Humanização no parto: HGF realiza ‘chá revelação’ para gestante em Fortaleza
Em um cenário que muitas vezes é marcado pela ansiedade e pelo desconhecido, o Hospital Geral de Fortaleza (HGF), equipamento da Secretaria de Saúde do Ceará (Sesa), promoveu um momento de acolhimento e alegria para uma jovem gestante. Sara Miranda Bernardo, de 18 anos, chegou à unidade em trabalho de parto de seu primeiro filho, sem saber se esperava um menino ou uma menina. A equipe multiprofissional do hospital percebeu a apreensão da futura mãe e decidiu transformar a experiência com um gesto inesperado.
Natural de Manaus e morando há pouco tempo na capital cearense, Sara enfrentava não apenas as dores do parto, mas também o medo e a expectativa inerentes à maternidade de primeira viagem. A incerteza sobre o sexo do bebê, somada a todas essas emoções, chamou a atenção dos profissionais de saúde, que viram ali uma oportunidade de ir além do cuidado técnico.
Um Gesto de Acolhimento em Meio à Ansiedade do Parto
A enfermeira Larisse Alves, que integrou a equipe responsável pela ação, relatou a complexidade do momento vivido por Sara. “Ela estava vivendo muita coisa ao mesmo tempo. Primeiro filho, dor, medo, ansiedade… e ainda tinha essa expectativa de não saber o sexo do bebê e aquilo chamou nossa atenção”, explicou Larisse.

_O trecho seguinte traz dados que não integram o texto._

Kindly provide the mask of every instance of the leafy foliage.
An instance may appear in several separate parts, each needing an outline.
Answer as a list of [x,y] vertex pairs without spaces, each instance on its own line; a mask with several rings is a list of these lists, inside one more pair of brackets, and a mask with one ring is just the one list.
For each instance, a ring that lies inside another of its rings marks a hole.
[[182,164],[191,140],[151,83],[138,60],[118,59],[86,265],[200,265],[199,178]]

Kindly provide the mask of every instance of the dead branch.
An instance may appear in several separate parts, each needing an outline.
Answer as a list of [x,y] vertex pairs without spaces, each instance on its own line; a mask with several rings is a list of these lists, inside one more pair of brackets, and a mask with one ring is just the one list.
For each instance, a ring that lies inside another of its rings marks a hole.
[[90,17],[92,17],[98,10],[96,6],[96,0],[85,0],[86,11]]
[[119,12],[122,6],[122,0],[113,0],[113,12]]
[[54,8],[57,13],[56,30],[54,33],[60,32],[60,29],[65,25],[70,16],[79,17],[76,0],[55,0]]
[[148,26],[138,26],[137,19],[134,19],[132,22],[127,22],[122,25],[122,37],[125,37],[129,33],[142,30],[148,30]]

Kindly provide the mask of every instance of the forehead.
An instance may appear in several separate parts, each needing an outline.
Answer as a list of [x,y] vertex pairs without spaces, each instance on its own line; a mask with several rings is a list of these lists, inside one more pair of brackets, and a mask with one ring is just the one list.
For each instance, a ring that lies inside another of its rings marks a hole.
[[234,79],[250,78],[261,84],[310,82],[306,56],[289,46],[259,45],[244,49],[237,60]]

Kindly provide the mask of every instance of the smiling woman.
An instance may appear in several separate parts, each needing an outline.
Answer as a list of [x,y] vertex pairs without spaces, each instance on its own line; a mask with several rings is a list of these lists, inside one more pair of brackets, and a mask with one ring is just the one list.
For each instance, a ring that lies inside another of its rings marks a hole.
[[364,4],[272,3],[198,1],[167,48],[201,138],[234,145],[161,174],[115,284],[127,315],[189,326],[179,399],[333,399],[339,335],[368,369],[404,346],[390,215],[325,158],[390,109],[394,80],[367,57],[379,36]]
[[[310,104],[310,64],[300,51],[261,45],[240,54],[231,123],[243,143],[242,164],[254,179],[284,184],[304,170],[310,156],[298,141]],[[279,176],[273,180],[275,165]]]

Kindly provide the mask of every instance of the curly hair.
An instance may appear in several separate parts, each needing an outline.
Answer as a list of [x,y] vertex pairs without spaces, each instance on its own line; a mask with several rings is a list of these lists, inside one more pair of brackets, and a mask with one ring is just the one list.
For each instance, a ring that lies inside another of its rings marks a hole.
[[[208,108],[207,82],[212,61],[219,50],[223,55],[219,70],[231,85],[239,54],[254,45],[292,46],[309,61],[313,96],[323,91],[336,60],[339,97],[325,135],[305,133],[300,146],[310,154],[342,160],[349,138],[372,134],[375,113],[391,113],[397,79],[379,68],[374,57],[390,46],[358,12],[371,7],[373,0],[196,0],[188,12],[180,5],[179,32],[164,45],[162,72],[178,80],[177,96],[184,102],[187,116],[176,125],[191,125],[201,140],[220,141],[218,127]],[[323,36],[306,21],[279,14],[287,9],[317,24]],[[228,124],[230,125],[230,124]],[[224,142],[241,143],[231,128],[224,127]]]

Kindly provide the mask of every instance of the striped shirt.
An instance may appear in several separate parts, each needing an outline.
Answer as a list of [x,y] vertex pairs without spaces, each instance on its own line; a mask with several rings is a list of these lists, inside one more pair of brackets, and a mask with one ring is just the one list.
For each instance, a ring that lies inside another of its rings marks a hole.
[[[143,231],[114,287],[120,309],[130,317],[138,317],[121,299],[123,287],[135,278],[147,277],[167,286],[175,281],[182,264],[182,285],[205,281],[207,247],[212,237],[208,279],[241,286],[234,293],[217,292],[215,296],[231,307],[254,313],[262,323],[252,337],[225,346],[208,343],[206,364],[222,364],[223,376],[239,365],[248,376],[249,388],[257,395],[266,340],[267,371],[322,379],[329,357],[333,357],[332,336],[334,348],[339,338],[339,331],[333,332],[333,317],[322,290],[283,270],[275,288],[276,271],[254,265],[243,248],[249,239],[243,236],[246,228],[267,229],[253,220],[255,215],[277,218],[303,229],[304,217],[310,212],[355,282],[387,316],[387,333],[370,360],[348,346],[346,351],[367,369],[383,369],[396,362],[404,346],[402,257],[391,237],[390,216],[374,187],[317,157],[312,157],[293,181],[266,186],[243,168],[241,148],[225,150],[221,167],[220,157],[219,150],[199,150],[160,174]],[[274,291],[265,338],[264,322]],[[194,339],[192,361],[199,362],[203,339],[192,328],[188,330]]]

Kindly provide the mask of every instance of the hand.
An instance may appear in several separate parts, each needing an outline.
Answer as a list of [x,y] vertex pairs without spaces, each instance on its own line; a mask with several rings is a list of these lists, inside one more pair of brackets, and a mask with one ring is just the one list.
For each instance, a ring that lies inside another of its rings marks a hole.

Essa percepção sensível foi o ponto de partida para a iniciativa.
A equipe entendeu que era possível oferecer um suporte emocional significativo, sem desviar do rigor técnico necessário ao parto. A ideia era criar um ambiente mais leve e humanizado, utilizando os recursos disponíveis e a criatividade dos profissionais que estavam de plantão.
A Surpresa do “Chá Revelação” Improvisado
Com o objetivo de aliviar a tensão e envolver a família, os profissionais organizaram uma espécie de “chá revelação” improvisado. Um quadro simples de votação foi montado, permitindo que a equipe e o pai do bebê dessem seus palpites sobre o sexo da criança. A iniciativa gerou um clima de descontração e risadas, transformando o ambiente clínico em um espaço de partilha e expectativa positiva.
Sara Miranda Bernardo relembrou a atenção constante e o carinho das enfermeiras. “Foi um gesto muito bonito da parte do hospital. As enfermeiras perguntavam o tempo todo se eu estava bem, ficavam ali transmitindo calma. Eu não me senti sozinha em nenhum momento”, disse a jovem mãe, visivelmente emocionada com a lembrança.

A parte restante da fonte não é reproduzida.